Airlines are a glamorous business, associated with charming stewardesses and exotic travels, things that people want to chat about with their friends. In my years in journalism, aviation stories have always flown high in terms of page views.
But the pandemic has only highlighted the troubles in the industry, which has seen load factors plunge to low, single-digit percentages amid the lockdowns and travel restrictions.
Even without the impact of COVID-19, airlines have to contend with labor and fuel costs, which make up most of its operating expenses. If trade unions, which usually threaten industrial action at the peak of the travel season, didn’t hurt airlines, high fuel costs would. That oil dropped to below zero last month didn’t provide much respite as most airlines remained grounded.
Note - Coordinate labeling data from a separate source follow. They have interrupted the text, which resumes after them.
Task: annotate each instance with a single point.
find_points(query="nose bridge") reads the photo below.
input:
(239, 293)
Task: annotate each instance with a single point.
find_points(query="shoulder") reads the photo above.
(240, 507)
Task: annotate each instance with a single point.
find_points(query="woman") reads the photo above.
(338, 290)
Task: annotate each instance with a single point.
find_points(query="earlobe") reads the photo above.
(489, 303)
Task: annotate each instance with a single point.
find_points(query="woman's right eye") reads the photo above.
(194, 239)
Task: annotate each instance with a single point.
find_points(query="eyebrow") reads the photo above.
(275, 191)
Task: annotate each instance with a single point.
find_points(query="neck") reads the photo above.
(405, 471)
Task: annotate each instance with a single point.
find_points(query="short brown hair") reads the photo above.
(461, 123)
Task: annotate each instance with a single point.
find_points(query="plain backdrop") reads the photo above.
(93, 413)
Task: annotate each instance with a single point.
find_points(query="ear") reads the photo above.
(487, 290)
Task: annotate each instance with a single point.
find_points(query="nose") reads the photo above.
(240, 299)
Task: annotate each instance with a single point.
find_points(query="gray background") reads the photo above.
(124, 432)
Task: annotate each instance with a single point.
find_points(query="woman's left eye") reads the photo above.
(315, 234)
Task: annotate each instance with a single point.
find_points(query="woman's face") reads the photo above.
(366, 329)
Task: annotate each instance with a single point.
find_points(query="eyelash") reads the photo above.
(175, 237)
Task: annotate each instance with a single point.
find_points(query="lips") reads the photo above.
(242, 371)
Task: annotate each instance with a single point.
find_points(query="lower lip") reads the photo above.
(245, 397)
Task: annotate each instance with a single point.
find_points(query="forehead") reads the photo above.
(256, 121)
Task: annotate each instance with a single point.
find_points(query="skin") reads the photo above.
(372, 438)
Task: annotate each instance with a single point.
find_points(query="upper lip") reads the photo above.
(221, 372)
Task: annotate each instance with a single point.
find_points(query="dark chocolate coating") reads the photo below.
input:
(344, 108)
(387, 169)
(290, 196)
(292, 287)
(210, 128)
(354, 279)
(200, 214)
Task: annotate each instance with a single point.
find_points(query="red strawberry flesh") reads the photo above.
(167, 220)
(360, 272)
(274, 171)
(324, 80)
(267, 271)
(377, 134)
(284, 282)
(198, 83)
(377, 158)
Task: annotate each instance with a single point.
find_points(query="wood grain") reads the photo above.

Meanwhile, operators have to pay staff and maintain their parked aircraft.
Under such a dire environment, how could airlines survive?
Singapore Airlines, for one, had to turn to shareholders to raise US$10 billion via a rights issue in March when the share price dipped to a 22-year low.
On the bright side, the outbreak seems to be getting under control in China and other parts of the world, and people are looking forward to traveling again.
I remember that Cathay shares surged right after SARS was contained in the latter part of 2003.
But this time around, the return to normality may be a lot slower as nations continue to be wary of the resurgence of the outbreak in their communities once the borders are reopened.
And leisure travel may never be the same again after popular destinations such as France and Italy were hit hard by the pandemic. There’s also the fear that the virus may return in the winter.
All this should give investors pause before investing in aviation-related stocks again.
Buffett, still smart at 89, acknowledged his mistake and turned bearish on airlines. Perhaps this is not the time to be greedy when others are fearful.